Svāmīji explained the verse that discusses how the collective actions of our world are only expressions of the collective desires of our population (Gītā 3.11 devān bhāvayatānena te devā bhāvayantu vaḥ parasparaṁ bhāvayantaḥ śhreyaḥ param avāpsyatha). A collective consciousness among people for the common well being would not only help societies to nurture each other but also to gratify our individual desire. Gītā 3.13 tells us that, without such a collective consciousness, if one person is taking away all the results, s/he is a ‘thief’ (stena eva saḥ). Metaphorically put, s/he, who eats alone, incurs sin (papa). Because that individual then is taking the lion’s share of the contribution of everybody. Even if such a ‘theft’ goes unpunished or unrecognised by the rule of law, it can't go off from the rule of karma.

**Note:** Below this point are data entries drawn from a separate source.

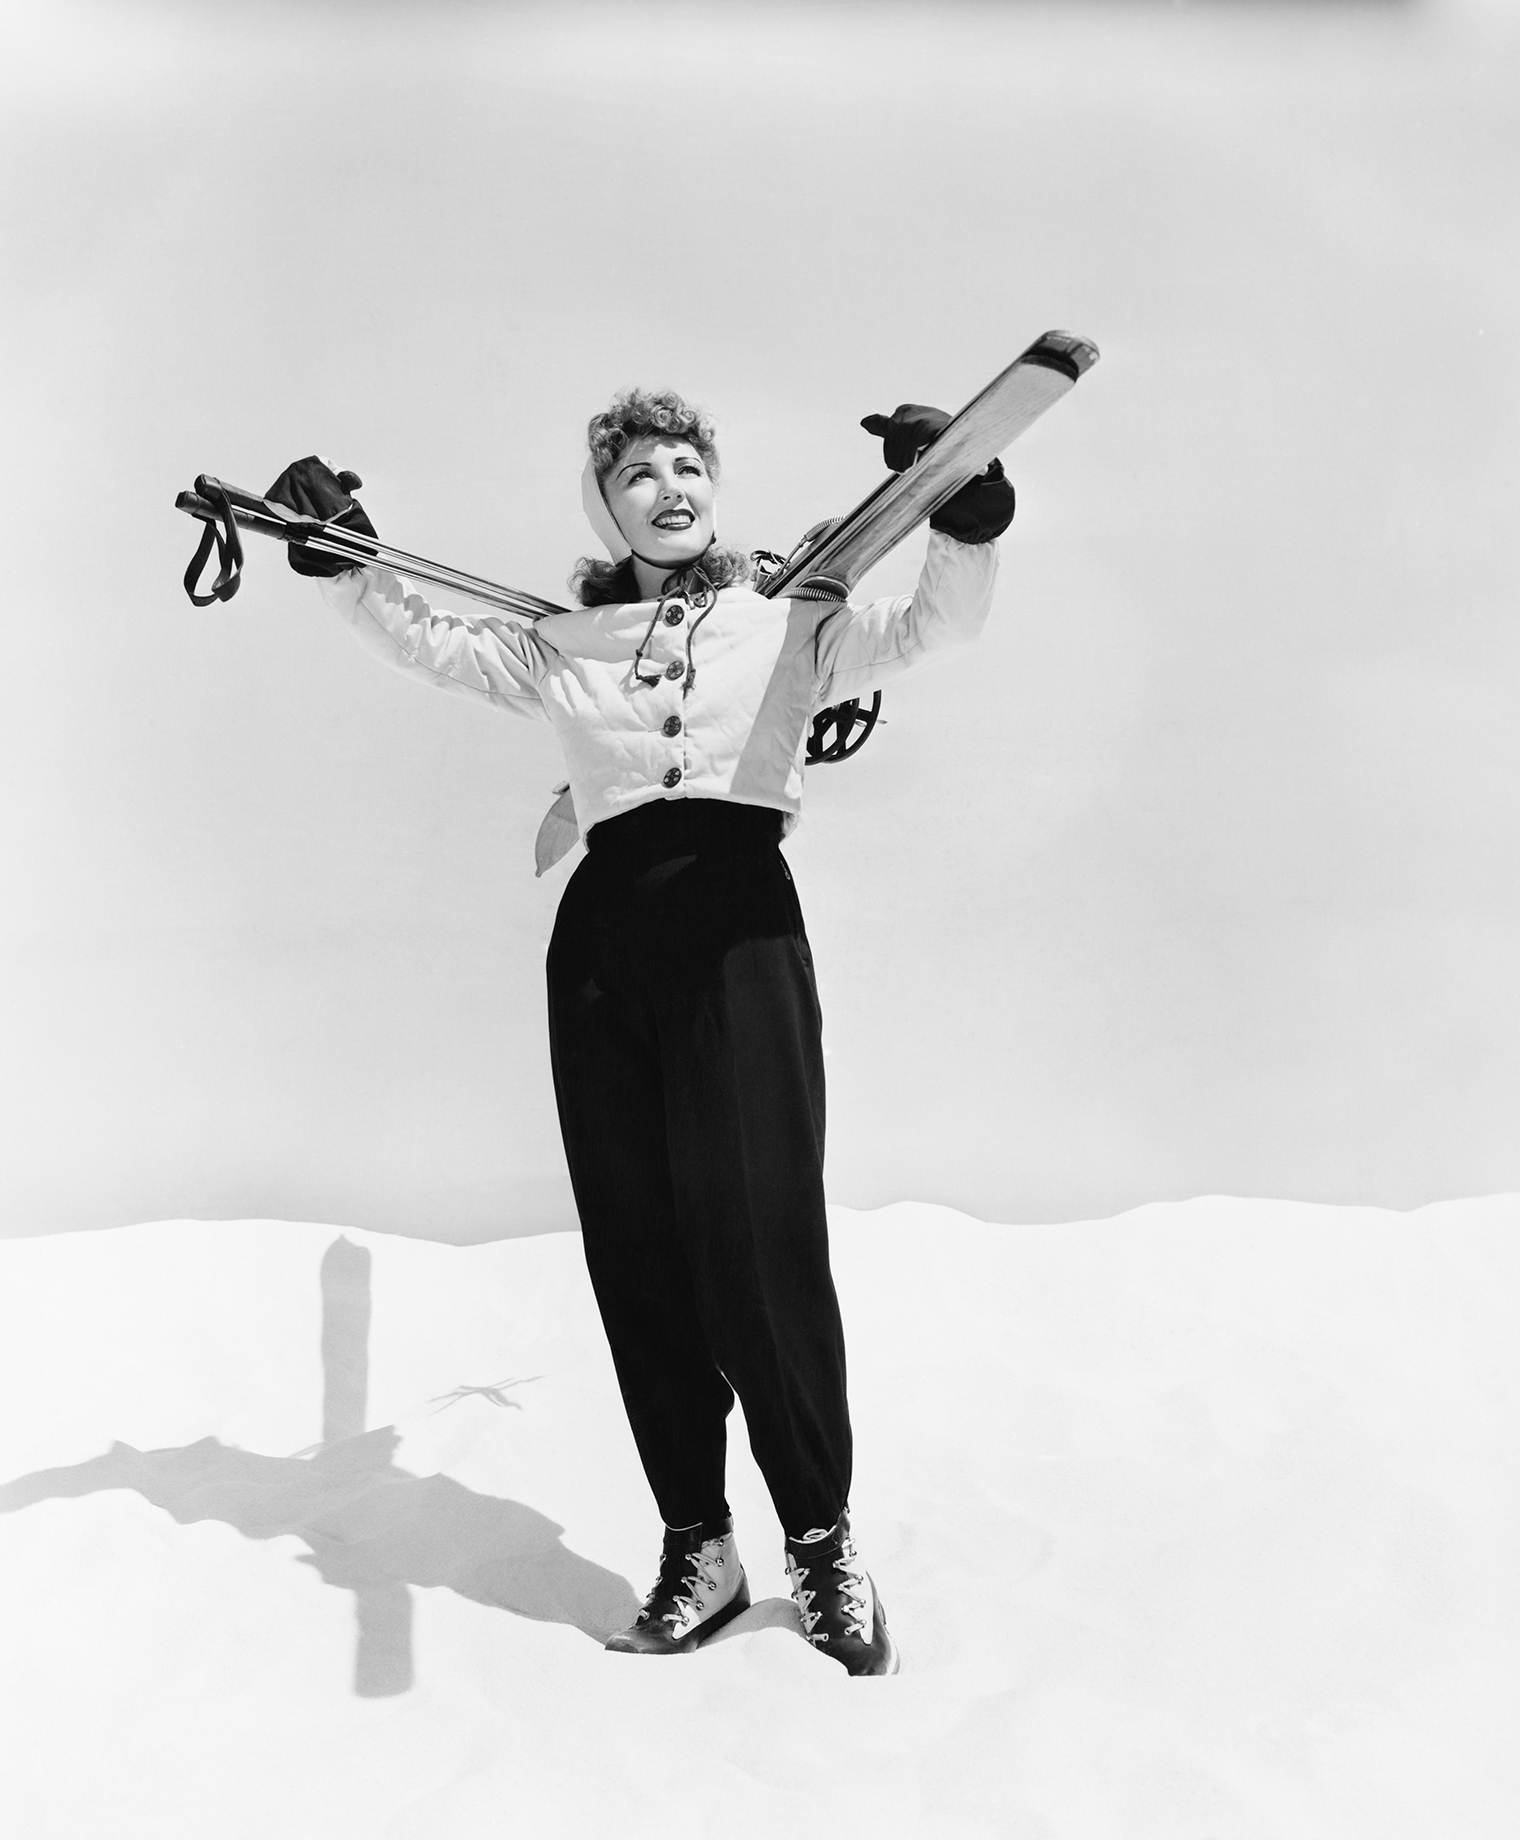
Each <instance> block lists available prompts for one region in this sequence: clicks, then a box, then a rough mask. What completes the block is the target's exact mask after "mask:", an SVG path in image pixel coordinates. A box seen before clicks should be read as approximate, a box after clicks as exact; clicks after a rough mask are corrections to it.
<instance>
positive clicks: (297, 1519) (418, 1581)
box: [0, 1236, 639, 1698]
mask: <svg viewBox="0 0 1520 1840" xmlns="http://www.w3.org/2000/svg"><path fill="white" fill-rule="evenodd" d="M368 1332H370V1253H368V1251H366V1249H364V1248H363V1246H353V1244H351V1242H350V1240H346V1238H342V1236H340V1238H337V1240H335V1242H333V1244H331V1246H329V1248H328V1251H326V1255H324V1259H322V1376H324V1387H322V1444H320V1446H318V1448H317V1450H315V1452H313V1454H311V1455H298V1457H267V1455H259V1454H258V1452H250V1450H237V1448H236V1446H232V1444H223V1443H221V1441H219V1439H215V1437H202V1439H201V1441H197V1443H193V1444H184V1446H177V1448H171V1450H134V1448H132V1446H131V1444H120V1443H118V1444H112V1446H110V1450H109V1452H105V1455H99V1457H90V1459H88V1461H85V1463H74V1465H68V1466H66V1468H55V1470H35V1472H33V1474H31V1476H20V1478H17V1479H15V1481H11V1483H6V1485H4V1487H0V1512H15V1511H18V1509H24V1507H29V1505H33V1503H35V1501H48V1500H64V1498H74V1496H86V1494H94V1492H96V1490H101V1489H134V1490H136V1492H138V1494H140V1496H144V1498H145V1500H147V1501H151V1503H153V1505H155V1507H160V1509H164V1512H167V1514H171V1516H173V1518H175V1520H177V1522H182V1524H190V1522H197V1520H221V1522H226V1525H230V1527H236V1529H237V1531H239V1533H241V1535H245V1536H247V1538H250V1540H272V1538H276V1536H278V1535H294V1536H296V1538H300V1540H304V1542H305V1544H307V1546H309V1547H311V1551H309V1553H302V1555H300V1560H302V1562H304V1564H309V1566H315V1570H317V1571H318V1575H320V1577H322V1579H324V1582H328V1584H333V1586H339V1588H342V1590H350V1592H353V1599H355V1627H357V1639H355V1654H353V1691H355V1693H357V1695H361V1696H364V1698H383V1696H388V1695H396V1693H407V1691H409V1687H410V1685H412V1684H414V1680H416V1667H414V1662H412V1586H427V1588H438V1586H443V1588H447V1590H453V1592H458V1595H460V1597H469V1599H471V1601H473V1603H480V1604H489V1606H491V1608H493V1610H510V1612H512V1614H513V1616H523V1617H530V1619H534V1621H539V1623H565V1625H569V1627H570V1628H578V1630H582V1634H585V1636H591V1638H593V1639H596V1641H605V1639H607V1636H611V1634H613V1632H615V1630H618V1628H626V1627H628V1625H629V1623H631V1621H633V1617H635V1616H637V1612H639V1599H637V1597H635V1593H633V1586H631V1584H629V1582H628V1579H624V1577H620V1575H618V1573H615V1571H607V1570H604V1568H602V1566H596V1564H593V1562H591V1560H589V1558H582V1557H580V1555H578V1553H572V1551H570V1549H569V1547H567V1546H565V1544H563V1542H561V1533H563V1527H559V1525H558V1524H556V1522H552V1520H550V1518H548V1516H547V1514H539V1512H537V1509H532V1507H526V1505H524V1503H521V1501H512V1500H506V1498H501V1496H482V1494H477V1492H475V1490H473V1489H466V1487H464V1485H462V1483H456V1481H453V1479H451V1478H447V1476H412V1474H410V1472H409V1470H403V1468H399V1465H397V1463H396V1461H394V1455H396V1446H397V1444H399V1435H397V1433H396V1430H394V1428H390V1426H385V1428H381V1430H374V1432H366V1430H364V1409H366V1398H368Z"/></svg>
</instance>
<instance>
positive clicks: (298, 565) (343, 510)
mask: <svg viewBox="0 0 1520 1840" xmlns="http://www.w3.org/2000/svg"><path fill="white" fill-rule="evenodd" d="M363 484H364V482H363V480H361V478H359V475H357V473H335V471H333V469H331V467H329V466H328V462H326V460H318V458H317V454H307V456H305V460H294V462H293V464H291V466H287V467H285V471H283V473H282V475H280V478H276V480H274V484H272V486H271V488H269V491H267V493H265V499H274V502H276V504H283V506H285V508H287V510H291V512H294V513H296V517H320V519H322V523H324V524H342V528H344V530H357V532H359V535H363V537H375V539H377V537H379V532H377V530H375V526H374V524H372V523H370V519H368V517H366V515H364V506H363V504H361V502H359V500H357V499H355V497H353V493H355V491H357V489H359V488H361V486H363ZM285 556H287V559H289V563H291V567H293V569H294V572H296V574H313V576H331V574H342V572H344V570H346V569H357V567H361V565H359V563H346V561H344V559H342V558H340V556H322V554H318V552H317V550H313V548H309V546H307V545H305V543H291V545H287V548H285Z"/></svg>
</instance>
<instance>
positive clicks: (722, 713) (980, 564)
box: [320, 532, 997, 867]
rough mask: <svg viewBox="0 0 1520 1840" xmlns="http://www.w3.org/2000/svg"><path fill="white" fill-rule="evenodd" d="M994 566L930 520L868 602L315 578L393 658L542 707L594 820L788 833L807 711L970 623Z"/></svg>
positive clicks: (495, 697)
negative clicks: (442, 594)
mask: <svg viewBox="0 0 1520 1840" xmlns="http://www.w3.org/2000/svg"><path fill="white" fill-rule="evenodd" d="M996 574H997V545H996V543H977V545H968V543H957V541H955V539H953V537H946V535H940V534H938V532H931V535H929V550H927V556H926V558H924V570H922V574H920V576H918V587H916V591H915V592H913V594H911V596H909V594H904V596H900V598H894V600H874V602H870V604H867V605H861V607H856V605H852V604H848V602H843V604H841V602H819V600H766V596H764V594H756V592H754V591H753V589H749V587H727V589H723V591H721V592H720V594H718V598H716V602H712V604H710V605H708V609H707V611H705V613H703V611H694V609H692V605H690V604H688V602H683V600H679V598H674V600H666V602H653V600H642V602H629V604H620V605H609V607H582V609H572V611H569V613H556V615H548V616H545V618H543V620H537V622H534V624H532V626H521V627H519V626H515V624H512V622H510V620H506V618H502V616H497V615H469V616H464V615H456V613H438V611H434V609H432V607H431V605H429V604H427V602H425V600H423V598H421V594H418V592H416V591H414V589H412V587H410V585H409V583H407V581H405V580H403V578H401V576H397V574H394V572H392V570H388V569H375V567H366V569H350V570H348V572H346V574H340V576H333V578H328V580H324V581H322V583H320V585H322V592H324V596H326V598H328V602H329V604H331V605H333V607H335V609H337V611H339V615H340V616H342V618H344V620H346V622H348V626H350V627H351V629H353V635H355V638H357V640H359V644H361V646H364V650H366V651H372V653H374V655H375V657H377V659H381V661H383V662H386V664H390V666H394V668H396V670H401V672H407V673H409V675H416V677H420V679H421V681H423V683H431V684H434V686H436V688H440V690H451V692H456V694H460V696H471V697H480V699H484V701H486V703H491V705H495V707H497V708H502V710H513V712H517V714H521V716H547V718H548V721H550V723H552V725H554V729H556V732H558V736H559V745H561V747H563V749H565V764H567V767H569V780H570V795H572V799H574V813H576V819H578V822H580V830H582V832H587V830H591V826H593V824H600V822H602V819H607V817H615V815H616V813H618V811H628V810H631V808H633V806H637V804H644V802H646V800H650V799H732V800H734V802H736V804H758V806H773V808H775V810H778V811H786V813H788V826H786V828H788V830H791V826H793V824H795V822H797V813H799V811H800V808H802V756H804V747H806V736H808V727H810V723H812V718H813V714H817V710H821V708H828V707H830V705H832V703H843V701H845V699H848V697H856V696H861V694H865V692H870V690H874V688H878V686H880V684H881V683H885V681H887V679H889V677H894V675H896V673H898V672H905V670H907V668H909V666H913V664H916V662H920V659H924V657H927V655H929V653H933V651H938V650H942V648H946V646H955V644H964V642H966V640H972V638H975V637H977V635H979V633H981V629H983V626H985V622H986V615H988V611H990V607H992V583H994V580H996ZM572 839H574V832H570V834H569V837H567V843H569V841H572ZM541 867H543V863H541Z"/></svg>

Svāmīji highlighted that it is this culture of taking away all the results without sharing and cooperation that is responsible for our ecological crisis. Gītā states that by your sacrifices, the celestial gods will be pleased, and by cooperation between humans and the celestial gods, great prosperity will reign for all. All the ‘pagan’ traditions in one way or the other had a reverential attitude towards nature and nurtured the natural forces in the form of different deities. Once we lost these traditions, we subsequently lost the reverential attitude towards them as well. As a result, we have exploited every Devas in all possible ways and are expecting nature to be kind to us. On the other hand, our attitude today is that everything is created for the utility of humans. This attitude of humano centrism and separation between creation and created has its theological roots in Abrahamic faiths.

The importance of living in a harmonious way is also important because each of us is model to others in various ways; knowingly or unknowingly we influence others, through our actions. Therefore, our life itself is to be understood as a performance of Dharma. This way we all can set examples for others to function (Gītā 3.21). And for that, one must dedicate our actions to God, to perform our duty without desire, selfishness and our mental grief to depart. (Gītā 3.30).